Cumhurbaşkanı Yardımcısı Cevdet Yılmaz, Orta Vadeli Program (OVP) hazırlıkları kapsamında, İstanbul Finans Merkezi’nde (İFM) finans dünyasının temsilcileriyle bir araya geldi.
Toplantıya, Türkiye Bankalar Birliği Yönetim Kurulu ve Ziraat Bankası Yönetim Kurulu Başkanı Alpaslan Çakar, Vakıflar Bankası, Türkiye İş Bankası, Halk Bankası, Türkiye Garanti BBVA, Yapı ve Kredi Bankası, Akbank, QNB Finansbank, Denizbank, Türk Eximbank, Türk Ekonomi Bankası ve Türkiye Sınai Kalkınma Bankası temsilcileri katıldı.
Yılmaz, finans sektörünün birçok alanda ciddi potansiyele sahip olduğunu söyleyerek, “OVP çerçevesinde en önemli beklentilerimizden bir tanesi tasarruf oranlarımızın arttırılması, cari açık dediğimiz mesele de büyük oranda bununla ilgili. Bir ülkedeki toplam yatırımları, toplam tasarrufunuzla finanse edemiyorsanız dış finansmana ihtiyacınız oluşuyor. Dış finansman dediğimiz de bir anlamda cari açığa tekabül ediyor. Dolayısıyla kalkınmakta olan bir ülke olarak yatırımları düşürmeyi değil tasarrufları artırmayı hedeflemek durumdayız. Dengeyi sağlarken esas yapmamız gereken, gelişmek, sosyal refahı artırmak zorunda olan bir ülke olarak yatırımları düşürmek değil, tasarrufları artırmak ve yatırımları sağlıklı tasarruflarla, kaynaklarla desteklemektir. Dolayısıyla OVP çerçevesinde cari açığı aşağıya düşürerek, sürdürülebilir bir büyüme perspektifini güçlendirmek bakımından finans sektöründe tasarruf oranlarını artırmak bizim için çok çok kıymetli” dedi.

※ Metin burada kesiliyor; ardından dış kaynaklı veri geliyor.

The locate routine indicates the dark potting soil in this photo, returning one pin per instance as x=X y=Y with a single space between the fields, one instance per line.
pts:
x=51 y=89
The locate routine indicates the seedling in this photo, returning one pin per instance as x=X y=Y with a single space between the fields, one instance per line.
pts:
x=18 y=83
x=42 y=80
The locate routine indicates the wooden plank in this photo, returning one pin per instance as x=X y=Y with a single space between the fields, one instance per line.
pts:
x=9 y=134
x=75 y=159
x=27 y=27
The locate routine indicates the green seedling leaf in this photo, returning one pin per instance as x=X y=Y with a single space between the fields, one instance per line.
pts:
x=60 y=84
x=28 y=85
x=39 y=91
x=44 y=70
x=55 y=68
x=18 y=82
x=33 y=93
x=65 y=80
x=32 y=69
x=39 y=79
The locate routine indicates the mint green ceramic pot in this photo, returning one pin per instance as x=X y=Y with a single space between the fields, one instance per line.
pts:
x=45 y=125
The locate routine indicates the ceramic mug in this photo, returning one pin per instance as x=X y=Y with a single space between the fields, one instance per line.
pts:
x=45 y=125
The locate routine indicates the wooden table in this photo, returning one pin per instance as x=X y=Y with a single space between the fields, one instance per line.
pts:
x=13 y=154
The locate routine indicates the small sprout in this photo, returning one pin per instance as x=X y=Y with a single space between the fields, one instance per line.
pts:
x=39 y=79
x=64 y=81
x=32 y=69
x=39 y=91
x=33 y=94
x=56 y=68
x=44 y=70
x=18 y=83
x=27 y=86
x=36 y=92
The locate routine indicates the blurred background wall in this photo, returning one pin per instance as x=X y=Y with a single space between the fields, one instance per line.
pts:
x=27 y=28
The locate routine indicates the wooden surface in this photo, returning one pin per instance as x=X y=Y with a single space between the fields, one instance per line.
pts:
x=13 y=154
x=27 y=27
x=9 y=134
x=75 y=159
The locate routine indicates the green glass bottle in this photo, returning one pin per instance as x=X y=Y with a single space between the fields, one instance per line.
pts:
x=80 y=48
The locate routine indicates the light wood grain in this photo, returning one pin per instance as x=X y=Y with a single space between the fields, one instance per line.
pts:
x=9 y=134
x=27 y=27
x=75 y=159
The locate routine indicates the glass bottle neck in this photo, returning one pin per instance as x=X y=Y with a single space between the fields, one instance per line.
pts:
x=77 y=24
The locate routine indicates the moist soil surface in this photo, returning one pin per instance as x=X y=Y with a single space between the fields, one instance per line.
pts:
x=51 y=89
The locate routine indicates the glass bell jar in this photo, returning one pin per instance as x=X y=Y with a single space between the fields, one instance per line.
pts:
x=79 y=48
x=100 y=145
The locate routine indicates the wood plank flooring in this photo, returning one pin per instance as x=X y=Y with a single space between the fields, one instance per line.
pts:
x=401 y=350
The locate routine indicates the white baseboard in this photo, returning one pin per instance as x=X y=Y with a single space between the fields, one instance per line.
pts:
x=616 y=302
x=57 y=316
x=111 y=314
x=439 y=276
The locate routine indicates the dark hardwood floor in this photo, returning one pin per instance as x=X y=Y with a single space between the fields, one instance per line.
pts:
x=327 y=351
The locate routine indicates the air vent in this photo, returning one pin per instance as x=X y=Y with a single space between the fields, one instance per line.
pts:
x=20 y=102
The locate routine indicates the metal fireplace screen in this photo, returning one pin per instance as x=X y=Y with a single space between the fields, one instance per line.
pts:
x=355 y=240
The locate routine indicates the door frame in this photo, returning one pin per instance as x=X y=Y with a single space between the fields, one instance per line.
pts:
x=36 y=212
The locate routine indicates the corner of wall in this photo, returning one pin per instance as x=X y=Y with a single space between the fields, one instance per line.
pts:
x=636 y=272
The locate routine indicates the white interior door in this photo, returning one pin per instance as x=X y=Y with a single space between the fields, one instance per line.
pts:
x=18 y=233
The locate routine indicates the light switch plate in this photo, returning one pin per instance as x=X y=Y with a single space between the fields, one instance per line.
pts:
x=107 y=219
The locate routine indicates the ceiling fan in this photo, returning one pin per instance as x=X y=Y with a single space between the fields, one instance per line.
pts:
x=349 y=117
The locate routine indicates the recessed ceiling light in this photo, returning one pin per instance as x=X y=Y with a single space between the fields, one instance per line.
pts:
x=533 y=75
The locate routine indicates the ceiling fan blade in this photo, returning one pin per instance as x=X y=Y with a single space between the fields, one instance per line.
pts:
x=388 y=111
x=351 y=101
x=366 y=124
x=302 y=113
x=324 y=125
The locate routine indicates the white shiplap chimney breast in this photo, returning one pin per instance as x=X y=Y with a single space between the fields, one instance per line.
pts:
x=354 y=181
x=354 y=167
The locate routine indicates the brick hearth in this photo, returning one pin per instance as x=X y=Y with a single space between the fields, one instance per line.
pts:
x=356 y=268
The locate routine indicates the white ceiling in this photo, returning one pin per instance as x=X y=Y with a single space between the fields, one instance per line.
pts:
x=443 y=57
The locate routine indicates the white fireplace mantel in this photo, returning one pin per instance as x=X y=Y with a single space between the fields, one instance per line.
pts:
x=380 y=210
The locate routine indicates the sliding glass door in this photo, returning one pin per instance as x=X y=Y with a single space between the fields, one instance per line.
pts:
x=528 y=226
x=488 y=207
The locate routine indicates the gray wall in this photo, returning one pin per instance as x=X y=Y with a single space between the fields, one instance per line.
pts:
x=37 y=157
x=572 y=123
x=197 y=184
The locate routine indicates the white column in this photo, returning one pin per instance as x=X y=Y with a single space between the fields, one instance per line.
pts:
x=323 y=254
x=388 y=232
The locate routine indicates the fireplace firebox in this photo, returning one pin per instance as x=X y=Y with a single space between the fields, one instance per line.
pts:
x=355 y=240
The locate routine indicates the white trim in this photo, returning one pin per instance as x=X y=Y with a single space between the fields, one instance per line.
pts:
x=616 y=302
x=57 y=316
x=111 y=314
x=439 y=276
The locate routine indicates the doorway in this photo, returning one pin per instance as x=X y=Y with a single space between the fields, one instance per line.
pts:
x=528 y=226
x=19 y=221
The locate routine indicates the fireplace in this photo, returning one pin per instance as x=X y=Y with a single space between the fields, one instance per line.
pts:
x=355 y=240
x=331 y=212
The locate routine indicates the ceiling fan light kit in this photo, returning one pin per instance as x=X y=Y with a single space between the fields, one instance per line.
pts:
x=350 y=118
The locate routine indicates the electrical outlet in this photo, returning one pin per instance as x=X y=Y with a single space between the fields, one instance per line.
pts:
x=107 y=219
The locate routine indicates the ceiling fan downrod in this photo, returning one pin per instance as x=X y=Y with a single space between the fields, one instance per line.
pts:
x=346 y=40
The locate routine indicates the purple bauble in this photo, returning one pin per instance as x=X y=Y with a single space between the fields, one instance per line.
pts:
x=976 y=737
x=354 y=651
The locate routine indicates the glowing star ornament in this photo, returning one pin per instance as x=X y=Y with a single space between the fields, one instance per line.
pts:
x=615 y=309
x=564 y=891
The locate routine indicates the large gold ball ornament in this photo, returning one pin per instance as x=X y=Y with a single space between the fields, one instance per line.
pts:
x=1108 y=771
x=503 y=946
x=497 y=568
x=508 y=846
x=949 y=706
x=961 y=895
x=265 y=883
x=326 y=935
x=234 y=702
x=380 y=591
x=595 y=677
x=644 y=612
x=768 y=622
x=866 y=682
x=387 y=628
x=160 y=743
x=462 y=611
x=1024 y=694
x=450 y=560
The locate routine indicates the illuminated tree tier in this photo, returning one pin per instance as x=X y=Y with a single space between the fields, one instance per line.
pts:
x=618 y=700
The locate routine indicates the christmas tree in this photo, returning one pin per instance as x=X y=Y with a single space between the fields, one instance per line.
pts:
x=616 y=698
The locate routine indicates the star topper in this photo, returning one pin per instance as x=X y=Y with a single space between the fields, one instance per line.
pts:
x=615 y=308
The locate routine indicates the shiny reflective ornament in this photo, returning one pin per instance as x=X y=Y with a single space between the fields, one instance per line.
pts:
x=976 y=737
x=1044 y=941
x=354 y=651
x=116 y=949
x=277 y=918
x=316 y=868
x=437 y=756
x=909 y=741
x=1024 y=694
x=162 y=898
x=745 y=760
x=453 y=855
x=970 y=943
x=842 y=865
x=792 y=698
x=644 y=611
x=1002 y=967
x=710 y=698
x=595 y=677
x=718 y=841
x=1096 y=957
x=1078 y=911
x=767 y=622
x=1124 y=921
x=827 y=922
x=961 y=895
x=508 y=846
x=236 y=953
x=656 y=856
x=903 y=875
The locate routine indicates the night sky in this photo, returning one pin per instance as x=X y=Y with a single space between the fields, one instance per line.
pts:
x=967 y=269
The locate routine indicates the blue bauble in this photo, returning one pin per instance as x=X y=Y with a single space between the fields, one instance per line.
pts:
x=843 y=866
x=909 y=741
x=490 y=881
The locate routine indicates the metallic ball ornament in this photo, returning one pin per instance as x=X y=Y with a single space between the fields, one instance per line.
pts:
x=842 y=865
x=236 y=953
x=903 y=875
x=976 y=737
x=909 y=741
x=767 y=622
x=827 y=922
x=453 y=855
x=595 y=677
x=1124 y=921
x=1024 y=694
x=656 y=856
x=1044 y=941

‘YAPISAL REFORMLAR DA ÇOK KIYMETLİ’
Yılmaz, OVP’yi üç sac ayağı üzerine inşa ettiklerine işaret ederek, şöyle devam etti:
“Birincisi mali disiplin. Son dönemlerde yaşadığımız büyük bir felaket var, deprem meselesi var. Depremin tek seferlik etkileri hariç, bütçe açığının milli gelire oranını AB standartlarında sürdürme perspektifimiz var. Diğer taraftan parasal politikalar, para politikamızın para çerçevesi yine OVP’de yer alacak. 2026 perspektifinde hazırlayacağımız OVP’nin hedefi tek haneli enflasyona ülkemizi kavuşturmak. Bu çerçeveyi Merkez Bankası’yla birlikte hükümetimiz, hedef birliği içinde ortaya koyacaktır. Aşama aşama, sabırla doğru politikaları takip ederek, bu hedefe hep birlikte ulaşacağımıza yürekten inanıyorum. OVP’nin üçüncü bir ayağı var yapısal reformlar. Yapısal reformlar da çok kıymetli. Yapısal reformlarda iki etki var. Bir tanesi orta vadeli somut etkiler. İkincisi de beklenti kanalıyla kısa vadeli etkiler, her ikisini de önemsiyoruz. Yapısal reformlar yapabilen ülkeler orta vadede somut değişimler yapabildikleri gibi, kısa vadeli olarak da beklentileri güçlendiren ülkelerdir.”
Bu her üç konuda finans kesiminin önemli öneri ve tavsiyeleri olacağına inandığını dile getiren Yılmaz, ‘geçiş sürecinde olduklarını, belli politikalarda güncellemeler gerçekleştirdiklerini ve bu geçiş sürecinde de sistemin iyi işlemesinin, tek tek aktörlerin pozisyonlarının önünde olması gerektiğini düşündüklerini’ belirtti.